Relax, he’s just looking for a glass of water. Fortunately, the Dublin Academy dressing-rooms are generously provisioned: there are rows of bottled Volvic, several bowls of fruit and enough pastries to stuff a piñata. What’s truly grabbing McCabe’s attention, however, is a red suede couch shaped like a pair of pursed lips. Flopping onto it, he runs a hand through his recently cultivated crazy-dude beard, all thoughts of liquid refreshment momentarily pushed to one side.
“They had this sort of stuff all over the place in California,” says McCabe, fresh from soundchecking for this evening’s sell-out Zutons date. “The whole place was blinged to the heavens. We were staying in Hollywood and every single cliché you can think of was true. Maybe it’s different in the rest of Los Angeles but up there, everyone really did seem to want to be a star. Everybody was gorgeous – you were surrounded by perfect bodies and perfect teeth. After a while it can start to drive you mad.”
The Zutons were on the West Coast working with George Drakoulias, proprietor of the legendary Sunset Sound studios, where Fleetwood Mac made Rumours. You get the sense the hook-up wasn’t exactly a meeting of minds. On balance McCabe is happy with the results, the forthcoming LP You Can Do Anything sees the Liverpudlian foursome raise their cheeky ska-inflected pop to fresh heights of artfulness (fan-boys can relax – glamour-puss sax player Abi Harding’s trademark toots are still at the heart of the band’s sound). What did take a little getting used to was Drakoulias’s bone-dry humour. To be polite about it, says McCabe, the guy needed his sarcasm chip disabled.
“I think he was trying to use humour to put us at ease,” he muses, “but he’d just keep it up and keep it up and eventually you’d say to yourself, ‘Oh, be serious will you’. It kind of did our heads in a bit.”
The Zutons cropped up on scenester radars with their cheerfully ramshackle 2004 debut, Who Killed The Zutons?, but had to wait until last year to truly crash the big-time. Ironically, the hit that elevated their stock wasn’t even theirs. It was Amy Winehouse’s sassy revisiting of ‘Valerie’, a stand-out from The Zutons’ second LP, 2006’s Tired of Hanging Around. Looking back, McCabe can’t help but be struck by the fact that Winehouse’s plunge into tabloid notoriety coincided with his song’s stint in the charts. Frankly, he’s worried bad juju might be at play.

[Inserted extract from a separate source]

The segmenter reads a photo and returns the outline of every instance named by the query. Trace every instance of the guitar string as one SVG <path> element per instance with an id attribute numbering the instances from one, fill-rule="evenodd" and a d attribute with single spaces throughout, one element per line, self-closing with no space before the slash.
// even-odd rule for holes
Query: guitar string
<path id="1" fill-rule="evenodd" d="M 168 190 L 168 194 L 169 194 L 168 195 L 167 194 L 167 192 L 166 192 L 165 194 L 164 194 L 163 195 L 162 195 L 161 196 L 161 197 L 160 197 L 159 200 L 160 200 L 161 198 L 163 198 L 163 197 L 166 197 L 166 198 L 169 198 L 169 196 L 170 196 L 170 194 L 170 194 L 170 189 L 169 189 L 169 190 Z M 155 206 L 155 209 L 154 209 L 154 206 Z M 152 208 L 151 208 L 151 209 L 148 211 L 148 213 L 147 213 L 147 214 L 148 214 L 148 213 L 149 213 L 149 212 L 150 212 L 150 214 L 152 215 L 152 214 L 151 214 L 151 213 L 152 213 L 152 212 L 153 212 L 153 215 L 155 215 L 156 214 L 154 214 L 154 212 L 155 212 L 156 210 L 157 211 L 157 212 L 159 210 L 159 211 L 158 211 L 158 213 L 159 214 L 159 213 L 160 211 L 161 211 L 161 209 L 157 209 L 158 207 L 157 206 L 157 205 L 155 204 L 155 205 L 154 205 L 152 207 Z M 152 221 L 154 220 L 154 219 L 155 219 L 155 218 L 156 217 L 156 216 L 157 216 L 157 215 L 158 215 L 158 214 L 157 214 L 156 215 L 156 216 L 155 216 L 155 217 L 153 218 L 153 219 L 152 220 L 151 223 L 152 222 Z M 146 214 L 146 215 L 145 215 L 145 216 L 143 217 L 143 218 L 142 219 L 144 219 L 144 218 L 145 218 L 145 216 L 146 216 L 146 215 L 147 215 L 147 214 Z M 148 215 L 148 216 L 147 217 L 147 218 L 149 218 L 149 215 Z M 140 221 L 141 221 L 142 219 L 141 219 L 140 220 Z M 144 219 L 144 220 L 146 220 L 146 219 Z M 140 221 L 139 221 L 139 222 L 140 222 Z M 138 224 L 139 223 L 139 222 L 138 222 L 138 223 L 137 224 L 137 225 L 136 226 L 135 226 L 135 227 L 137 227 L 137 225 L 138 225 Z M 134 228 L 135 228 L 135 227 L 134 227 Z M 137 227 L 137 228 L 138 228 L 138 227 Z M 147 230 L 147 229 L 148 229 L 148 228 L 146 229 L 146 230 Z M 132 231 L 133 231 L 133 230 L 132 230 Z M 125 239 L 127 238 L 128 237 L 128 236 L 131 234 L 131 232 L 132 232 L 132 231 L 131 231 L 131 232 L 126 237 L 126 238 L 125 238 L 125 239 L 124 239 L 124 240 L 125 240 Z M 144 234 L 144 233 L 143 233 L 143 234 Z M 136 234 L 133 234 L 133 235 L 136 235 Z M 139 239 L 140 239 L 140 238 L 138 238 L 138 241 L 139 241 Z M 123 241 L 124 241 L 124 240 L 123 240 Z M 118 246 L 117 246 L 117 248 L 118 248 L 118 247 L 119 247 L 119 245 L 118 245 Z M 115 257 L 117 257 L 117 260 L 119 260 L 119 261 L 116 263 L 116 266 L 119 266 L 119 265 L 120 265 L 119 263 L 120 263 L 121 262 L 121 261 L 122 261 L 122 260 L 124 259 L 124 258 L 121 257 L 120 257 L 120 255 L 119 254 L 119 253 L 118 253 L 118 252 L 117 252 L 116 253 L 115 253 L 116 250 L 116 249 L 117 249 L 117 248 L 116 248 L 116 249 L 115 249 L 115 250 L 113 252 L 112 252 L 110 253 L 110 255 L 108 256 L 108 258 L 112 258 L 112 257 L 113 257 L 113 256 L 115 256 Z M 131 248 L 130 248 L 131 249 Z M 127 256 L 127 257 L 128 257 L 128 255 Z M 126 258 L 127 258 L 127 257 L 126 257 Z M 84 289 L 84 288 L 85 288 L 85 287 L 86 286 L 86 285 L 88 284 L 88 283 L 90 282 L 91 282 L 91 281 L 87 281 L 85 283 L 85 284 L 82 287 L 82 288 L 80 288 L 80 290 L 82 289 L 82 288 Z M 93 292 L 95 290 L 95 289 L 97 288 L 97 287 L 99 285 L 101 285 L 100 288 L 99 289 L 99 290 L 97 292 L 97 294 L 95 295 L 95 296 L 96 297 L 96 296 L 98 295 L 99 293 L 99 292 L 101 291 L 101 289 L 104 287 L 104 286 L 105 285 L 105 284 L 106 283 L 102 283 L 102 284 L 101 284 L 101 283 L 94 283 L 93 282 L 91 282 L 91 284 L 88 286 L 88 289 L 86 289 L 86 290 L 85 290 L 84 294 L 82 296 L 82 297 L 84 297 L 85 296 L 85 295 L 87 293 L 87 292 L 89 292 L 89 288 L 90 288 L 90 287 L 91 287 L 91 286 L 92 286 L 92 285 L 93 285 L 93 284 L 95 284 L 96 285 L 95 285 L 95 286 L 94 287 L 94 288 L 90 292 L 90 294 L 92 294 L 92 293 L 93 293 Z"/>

“She had a hit with our song shortly before it all seemed to go a bit mad for her. I’d like to think it was a just a coincidence.”
Because Winehouse made the song her own, her version is often mistakenly considered the original, something McCabe claims not to be bothered by.
“I really like Amy’s take on it,” he insists, “but I think ours is better. Well I would say that, wouldn’t I? After all, I wrote the bloody song!”
No Hollywood sojourn would be complete without a spot of star-gazing. In that regard, The Zutons seem to have come up rather short – the only proper film celeb they stumbled upon was Danny de Vito, whom McCabe bumped into at a grocery store.
“Actually, I practically stepped on him because he’s really small. At that point we’d been there a fortnight, and we were over the whole superstar spotting thing. I was actually pretty homesick for Liverpool, which sounds insane I know, considering we were in this beautiful city with perfect weather.”
Still, they did get to meet Scouse legend Ringo Star. The ex-Beatle, who keeps a house in LA, has been a Zutons fan for several years, and arranged a get-together at Sunset Sound.
“The day he visited us, it was meant to be this huge surprise,” Dave recalls, “but we knew he was going to be there. George told us to stay on late at the studio – when we asked why, he started to crack up and said there was a small chance Ringo would be popping by. He was a really nice fella, though he seems to have lost his Liverpool accent. It sounds more transatlantic now.”
Starr, of course, penned the unofficial anthem for Liverpool’s 2008 reign as European City of Culture. Back on Merseyside, cultural mavens have panned the song, ‘Liverpool 8’, as excessively syrupy. What did McCabe think of it?
“Um... best to be diplomatic,” he grins self-consciously. “It think I’d better take a pass on that one.”